In 2002, production of Syrah by Columbia rose to 15,000 cases. "This is a trifling compared to the state's potential production," Lake said.
"I think we'll see considerable volumes of Washington Syrah priced in the $11-$14 range in the future as well as the top-end bottling. Syrah seems relatively easy to grow and ripen in Washington and can make fine quality, competitive wines across the stylistic and price spectrum," Lake said.
Sauer also put in some experimental rows of Viognier in 1993. A half-barrel, the first in Washington, was made in 1995.
Columbia also was the first winery in the Yakima Valley to make Pinot Gris, a variety that is taking off throughout the Pacific Northwest. In Oregon, it is the No. 1 white wine.

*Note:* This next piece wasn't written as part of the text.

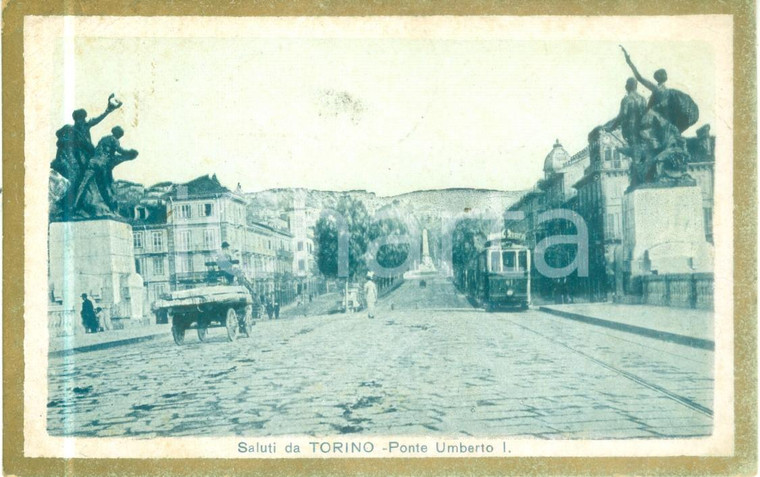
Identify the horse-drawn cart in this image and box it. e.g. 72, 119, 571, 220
152, 285, 254, 345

Other new varieties are an experimental Mourvedre planted in 1993. It ripens late but has tremendous raspberry and fresh black pepper fruit, Lake said.
A new wine with a lot of promise is 2001 Alder Ridge Barbera, a charming, easy-drinking red with plenty of raspberry flavor, fine body and smooth on the tongue and palate. This variety is a very popular wine at Cascade Cliffs Winery in the Columbia Gorge. Its success should encourage others to look closely at Barbera.
But the master of them all is still David Lake.
Taste some wines at state fair
For the first time, the Central Washington State Fair will be offering the public a chance to sample some of the award-winning wines from 32 wineries that took part in the annual Washington State Wine Competition that concluded June 30.
The July 13 tasting includes a gourmet barbecue, special desserts, live music and a wine auction. It will be held on the historic shaded fairgrounds in Yakima from 4 to 8 p.m. The cost is $75 per person.
For tickets, call the fair office at 509-248-7160 or Cynthia Daste at 425-643-2398.
New releases
These wines were tasted by the Wine Press Northwest magazine panel. The tasters do not know either the winery or the type of wine when they review a wine.
A wine must receive a unanimous vote to gain an outstanding rating.
Covey Run Vintners 2000 Fume Blanc, Washington, $9 - An outstanding sauvignon blanc in the smoky fume style. Big pineapple and citrus flavors with layers of dried fruit ending with nice apple and spices.
Salmon Harbor 2000 Merlot, Washington, $8 - Outstanding and a best buy. This is Hogue's second label of lower-cost wines. Big vanilla and herbal aromas with sweet blackberry and plum flavors. Rich and very approachable.
Hogue Cellars 2001 Late Harvest White Riesling, Columbia Valley, $12 - Outstanding. Perfect for brunch or dessert at 4.7 percent residual sugar and great acid balance. Flowery aromas, sweet apple flavors and a satisfying finish.
Columbia Winery 1999 Sangiovese, Red Willow Vineyard, Yakima Valley, $25 - Outstanding. Vivid oak, cedar and vanilla aromas. Nice dried cherries and black fruit. Complex and rich with great acids and a silky plumpness to the finish.
Tamarack Cellars 2000 Firehouse Red, Columbia Valley, $18 - Outstanding. This easy-drinking red is made in an old firehouse at the Walla Walla Airport, but don't let its common surrounding fool you. This is a classic red blend of 55 percent cabernet sauvignon, 20 percent merlot, 17 percent syrah and 8 percent cabernet franc. Inviting espresso coffee and vanilla aromas greet you, followed by dark ripe Bing cherry flavors. The finish is smooth and lasting.